PGPAuth is a system to send authenticated requests over untrusted networks. It is a very simple system and easy to implement.

The key words "MUST", "MUST NOT", "REQUIRED", "SHALL", "SHALL NOT", "SHOULD", "SHOULD NOT", "RECOMMENDED", "MAY", and "OPTIONAL" in this document are to be interpreted as described in RFC 2119.

2. Versions

The PGPAuth specification is stored in a git repository on GitHub, you can reach it under the following URL: https://github.com/PGPAuth/PGPAuth_Spec

Using the Releases (or Tags in standard git), you can read final versions of the specification, with the version-number in the name of the tag (or release). Currently developed versions of the specification are refered to by their commit-hash, shortened to first 7 characters (standard in git).

Full version codes are either v[Tag-Name here] or v[commit-hash here]-git. You SHOULD use the Tag-version if it is a final version.

You SHOULD only make software implementing a final version of the PGPAuth specification. You MUST declare which version(s) are supported by your software.

3. Requests and Actions

Requests consists of the action, followed by a colon and the current POSIX timestamp, i.e. "open:1418777888". You can split a request by the colon to get the action ("open") and the timestamp. The timestamp MUST be UTC, so users can issue requests to servers in another timezone. Server-software SHOULD give the administrator a way to set the maximum difference between the time on the server and the timestamp received by the user.

Specified actions are:

  • open
  • close

The client-software MUST send the action in lowercase, the server-software SHOULD accept mixed-case actions (be strict in what you send but tolerant in what you receive).

Server-software MUST NOT accept multiple requests with the same action and exact same timestamp signed with the same key.

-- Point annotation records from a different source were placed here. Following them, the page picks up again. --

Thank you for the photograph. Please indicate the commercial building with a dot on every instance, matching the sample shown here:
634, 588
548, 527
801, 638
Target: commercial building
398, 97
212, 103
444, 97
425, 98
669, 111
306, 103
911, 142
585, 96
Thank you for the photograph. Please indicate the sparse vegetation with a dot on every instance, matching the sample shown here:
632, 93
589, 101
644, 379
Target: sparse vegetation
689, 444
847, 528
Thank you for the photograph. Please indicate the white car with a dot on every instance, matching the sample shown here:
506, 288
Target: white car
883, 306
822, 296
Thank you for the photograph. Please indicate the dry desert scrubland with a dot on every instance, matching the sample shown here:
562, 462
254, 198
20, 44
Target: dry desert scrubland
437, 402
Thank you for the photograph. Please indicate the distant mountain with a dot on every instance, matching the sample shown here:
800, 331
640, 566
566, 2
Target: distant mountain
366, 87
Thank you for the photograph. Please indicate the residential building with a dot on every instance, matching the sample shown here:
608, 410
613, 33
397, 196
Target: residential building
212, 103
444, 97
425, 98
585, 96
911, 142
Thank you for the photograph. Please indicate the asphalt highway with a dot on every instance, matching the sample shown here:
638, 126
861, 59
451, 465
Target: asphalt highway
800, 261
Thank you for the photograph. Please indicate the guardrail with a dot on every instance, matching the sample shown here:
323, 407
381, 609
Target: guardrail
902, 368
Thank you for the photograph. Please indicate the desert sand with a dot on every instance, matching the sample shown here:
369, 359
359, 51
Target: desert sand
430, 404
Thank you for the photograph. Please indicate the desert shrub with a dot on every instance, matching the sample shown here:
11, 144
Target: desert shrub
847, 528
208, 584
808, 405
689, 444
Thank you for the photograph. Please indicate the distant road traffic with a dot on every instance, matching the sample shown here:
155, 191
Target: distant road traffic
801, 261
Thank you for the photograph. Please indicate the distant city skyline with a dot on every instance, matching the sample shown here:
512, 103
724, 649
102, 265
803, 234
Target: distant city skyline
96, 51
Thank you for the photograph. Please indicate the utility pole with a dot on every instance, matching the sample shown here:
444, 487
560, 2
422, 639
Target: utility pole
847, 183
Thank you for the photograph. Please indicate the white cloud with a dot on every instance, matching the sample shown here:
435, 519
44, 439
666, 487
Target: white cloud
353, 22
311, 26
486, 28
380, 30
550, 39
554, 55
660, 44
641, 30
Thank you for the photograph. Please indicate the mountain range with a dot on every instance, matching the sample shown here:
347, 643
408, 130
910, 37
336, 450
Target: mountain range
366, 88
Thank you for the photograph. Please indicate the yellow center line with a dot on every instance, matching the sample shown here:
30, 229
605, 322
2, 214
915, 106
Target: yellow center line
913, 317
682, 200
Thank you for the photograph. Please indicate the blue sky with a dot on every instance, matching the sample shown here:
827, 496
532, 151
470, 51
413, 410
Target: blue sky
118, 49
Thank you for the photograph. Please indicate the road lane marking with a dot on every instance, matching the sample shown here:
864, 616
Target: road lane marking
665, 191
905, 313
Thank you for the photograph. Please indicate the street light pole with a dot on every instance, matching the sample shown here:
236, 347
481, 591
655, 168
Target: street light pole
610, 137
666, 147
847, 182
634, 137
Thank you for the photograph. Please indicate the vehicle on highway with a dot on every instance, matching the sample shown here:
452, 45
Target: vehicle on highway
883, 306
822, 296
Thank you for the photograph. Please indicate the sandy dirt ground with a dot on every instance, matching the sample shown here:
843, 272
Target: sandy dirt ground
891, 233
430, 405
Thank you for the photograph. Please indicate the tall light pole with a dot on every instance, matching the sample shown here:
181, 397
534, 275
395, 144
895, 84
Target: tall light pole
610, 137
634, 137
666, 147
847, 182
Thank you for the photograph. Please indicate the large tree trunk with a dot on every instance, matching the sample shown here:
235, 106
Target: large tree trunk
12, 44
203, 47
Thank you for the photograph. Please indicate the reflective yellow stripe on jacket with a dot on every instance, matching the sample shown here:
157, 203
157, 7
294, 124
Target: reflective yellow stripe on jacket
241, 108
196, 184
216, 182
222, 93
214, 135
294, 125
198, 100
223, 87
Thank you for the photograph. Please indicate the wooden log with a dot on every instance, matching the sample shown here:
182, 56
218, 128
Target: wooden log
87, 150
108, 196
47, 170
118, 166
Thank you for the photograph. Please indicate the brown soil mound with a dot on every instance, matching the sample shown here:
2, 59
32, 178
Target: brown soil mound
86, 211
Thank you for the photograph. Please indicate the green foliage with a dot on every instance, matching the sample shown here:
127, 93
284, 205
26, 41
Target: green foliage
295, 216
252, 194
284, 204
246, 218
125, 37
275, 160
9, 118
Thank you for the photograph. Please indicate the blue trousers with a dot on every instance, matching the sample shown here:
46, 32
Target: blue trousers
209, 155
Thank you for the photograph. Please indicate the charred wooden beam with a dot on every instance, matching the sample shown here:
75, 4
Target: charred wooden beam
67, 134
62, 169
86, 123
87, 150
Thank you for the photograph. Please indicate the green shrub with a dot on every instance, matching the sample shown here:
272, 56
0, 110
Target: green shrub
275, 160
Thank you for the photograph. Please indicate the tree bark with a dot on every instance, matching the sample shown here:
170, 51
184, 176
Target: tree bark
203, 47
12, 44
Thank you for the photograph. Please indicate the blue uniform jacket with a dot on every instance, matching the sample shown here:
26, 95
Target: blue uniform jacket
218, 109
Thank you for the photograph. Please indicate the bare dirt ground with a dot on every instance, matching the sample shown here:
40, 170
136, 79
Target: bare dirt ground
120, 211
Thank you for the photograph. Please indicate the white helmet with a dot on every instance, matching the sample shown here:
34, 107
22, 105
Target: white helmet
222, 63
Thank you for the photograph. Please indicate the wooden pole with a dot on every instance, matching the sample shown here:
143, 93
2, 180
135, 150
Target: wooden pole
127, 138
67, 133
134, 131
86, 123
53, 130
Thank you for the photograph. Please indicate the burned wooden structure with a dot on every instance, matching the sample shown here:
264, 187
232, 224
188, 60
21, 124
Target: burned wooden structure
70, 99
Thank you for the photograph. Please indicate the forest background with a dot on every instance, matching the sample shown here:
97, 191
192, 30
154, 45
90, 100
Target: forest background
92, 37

Server-software SHOULD give the administrator a way to set a cooldown-time per key (requests signed by user x need n seconds between them), per action and key (same-action requests by user x need n seconds between them) and server-global cooldown (all requests need n seconds between them).

4. Signing

The request is signed and transferred in OpenPGP format. User-software MUST send the signed request with ASCII-Armor (not binary) and you SHOULD do a cleartext-signature (the plain request should be readable). Server-software SHOULD accept binary-type signatures.

It is RECOMMENDED to disallow keys smaller than 2048 bit and user-software with key-generation SHOULD use 4096 bit as default key-length. Sever-software MUST support RSA-signatures and MAY support as many non-deprecated and secure OpenPGP-defined algorithms as possible.

5. Transport

The signed request is transferred with a HTTP POST-request. The signed request MUST be in the data-parameter. Client-software MUST support servers with HTTPS URLs.

6. Notes (not part of the specification)

  • The reference-implementation is PGPAuth_Android. This is where it all started.
  • When using HTTPS for the Server-URL, you should not use X.509-certificated with keys larger than 4096 bit, as some clients can't handle it (I'm looking at you, Apple) and it causes hard-to-debug errors.